On average, new mums get four hours sleep per night and that’s if you’re lucky.
The thing is, you tell yourself it’s o.k, it’s just a phase and you can survive. You might look half dead, have a cornflake in your hair and wouldn’t even attempt to drive a car but it’ll be fine. However, there’s a point that we all hit, when we feel like there’s no light at the end of the tunnel.
Exhaustion can affect everyone differently. What’s more, when you do have a chance to get some shut-eye, hormones are raging and your brain is whirring, making it extremely difficult to drift off. Strangely, the other half never seems to have this problem.
There are things you can do to keep yourself alive and encourage quality sleep when the opportunity presents itself. Here’s the top five.
Give yourself a break. We all know it’s not always possible to ‘sleep when baby sleeps’. In fact, I dare someone to say that to my face and live to tell the tale. Instead, do something realistic and give yourself some guilt-free time at least once a day.
Make a drink (hot coffee is hard to come by once you are a parent) or something to eat. You could watch some mind-numbing telly, WhatsApp your friends, or run a bath - a quick, quick bath. Just don’t try them all at the same time in your sleepy slumber. The washing, cleaning, hoovering blah blah blah can totally wait.

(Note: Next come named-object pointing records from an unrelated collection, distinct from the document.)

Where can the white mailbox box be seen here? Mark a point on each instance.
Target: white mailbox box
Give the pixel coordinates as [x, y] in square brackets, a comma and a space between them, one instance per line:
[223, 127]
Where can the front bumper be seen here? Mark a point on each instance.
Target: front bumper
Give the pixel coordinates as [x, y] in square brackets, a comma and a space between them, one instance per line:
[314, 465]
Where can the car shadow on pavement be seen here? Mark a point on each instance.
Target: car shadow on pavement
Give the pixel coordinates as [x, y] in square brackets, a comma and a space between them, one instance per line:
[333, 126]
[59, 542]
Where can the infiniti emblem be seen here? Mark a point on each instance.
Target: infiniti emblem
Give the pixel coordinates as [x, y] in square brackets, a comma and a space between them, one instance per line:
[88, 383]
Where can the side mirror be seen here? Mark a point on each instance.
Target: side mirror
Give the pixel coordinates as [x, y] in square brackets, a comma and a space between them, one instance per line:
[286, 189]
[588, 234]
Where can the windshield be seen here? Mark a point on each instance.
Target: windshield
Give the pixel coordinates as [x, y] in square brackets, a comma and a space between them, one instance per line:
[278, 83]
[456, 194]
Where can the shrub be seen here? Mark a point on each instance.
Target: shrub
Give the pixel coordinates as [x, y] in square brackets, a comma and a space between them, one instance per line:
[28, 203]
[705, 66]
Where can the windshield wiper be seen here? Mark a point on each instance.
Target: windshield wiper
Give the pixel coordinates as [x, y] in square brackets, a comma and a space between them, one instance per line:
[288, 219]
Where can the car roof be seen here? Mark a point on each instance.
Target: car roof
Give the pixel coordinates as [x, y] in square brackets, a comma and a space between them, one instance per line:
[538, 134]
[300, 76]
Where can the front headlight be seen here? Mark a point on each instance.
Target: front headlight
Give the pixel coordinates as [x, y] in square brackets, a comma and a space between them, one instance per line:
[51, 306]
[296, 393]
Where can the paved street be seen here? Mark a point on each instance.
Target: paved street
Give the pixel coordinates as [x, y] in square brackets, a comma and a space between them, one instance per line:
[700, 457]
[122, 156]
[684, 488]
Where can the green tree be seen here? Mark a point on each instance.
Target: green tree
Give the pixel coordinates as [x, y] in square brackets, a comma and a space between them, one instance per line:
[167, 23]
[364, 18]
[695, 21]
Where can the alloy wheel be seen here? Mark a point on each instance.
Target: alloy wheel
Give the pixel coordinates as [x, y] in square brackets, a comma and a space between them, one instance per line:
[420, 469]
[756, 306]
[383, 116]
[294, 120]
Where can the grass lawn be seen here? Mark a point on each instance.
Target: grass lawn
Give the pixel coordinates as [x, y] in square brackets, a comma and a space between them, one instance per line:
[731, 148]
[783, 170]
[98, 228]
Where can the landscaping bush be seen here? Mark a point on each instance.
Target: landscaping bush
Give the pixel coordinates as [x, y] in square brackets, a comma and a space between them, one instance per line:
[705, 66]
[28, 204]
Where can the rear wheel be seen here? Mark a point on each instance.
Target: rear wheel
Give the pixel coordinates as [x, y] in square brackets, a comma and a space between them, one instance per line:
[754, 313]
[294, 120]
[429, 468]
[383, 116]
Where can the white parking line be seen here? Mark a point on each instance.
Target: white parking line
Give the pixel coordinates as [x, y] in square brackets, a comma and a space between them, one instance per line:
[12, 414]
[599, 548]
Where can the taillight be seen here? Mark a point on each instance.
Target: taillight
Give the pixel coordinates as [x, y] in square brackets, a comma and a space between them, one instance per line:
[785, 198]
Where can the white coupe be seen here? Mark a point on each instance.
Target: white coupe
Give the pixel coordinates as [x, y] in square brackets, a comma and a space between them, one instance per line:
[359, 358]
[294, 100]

Attempt the above and you’ll suddenly feel a sense of accomplishment which will ease the stress at bedtime. The small things really help to make a big difference.
Totally guilty of this but bright lights, particularly blue light from electronics, stimulate the brain and so make it more difficult to get to sleep. We are currently trying a digital downtime after nine. 9pm, the phones are switched off and my husband and I actually talk without being distracted.
I absolutely would not be alive if it wasn’t for botanical sleep mist. I really struggled with insomnia after baby number two was born. I found it so stressful because I knew that in between feeds I needed as much sleep as possible but also had a full-of-energy toddler needing my attention. No matter how much I tried, I couldn’t get to sleep and it nearly broke me. My friend suggested I tried lavender oil in the bath but after a bit of research, I discovered a blend of botanical oils in one pillow spray. The Sun.day of London sleep mist saved me.
When you are up multiple times during the night, you can’t just run a bath, make a warming cup of herbal tea or light a candle (because let’s face it, it’s a tad dangerous when you are a stressed out new mum). You can however, spray a little bit of goodness on your pillow and relax as the 12 sleep enhancing essential oils work their magic.
“But first coffee” has become some sort of religious movement and I’m all for it. Just one shot of dark and dreamy caffeine and the world seems like a better place sometimes. Having said that, drinking water has many more benefits. Your body becomes more alert and better equipped to digest food and burn calories more efficiently. A glass of cold water before bed is said to encourage the balance of hormones, energy levels, muscles and joints to encourage a natural sleep.
The National Sleep Foundation has found that people sleep significantly better and are more alert during the day if they do 150 minutes of exercise each week. My first thought was ‘As if! not in this lifetime’ but that’s actually 20 minutes a day. It doesn’t have to be a high intensity session each day or marathon training, it can be yoga, walking the dog or something else quite light. With two under two, I’m never going to be able to commit to daily exercise but I could probably stretch to getting out for a walk during the week.
So as I prepare to chill out before yet another night of fragmented sleep (my five month old is still up twice a night) I am also telling myself that when the little sleep thief is a teenager, I'll struggle to get her out of bed and that's a guaranteed lie in. Only 13 years to go.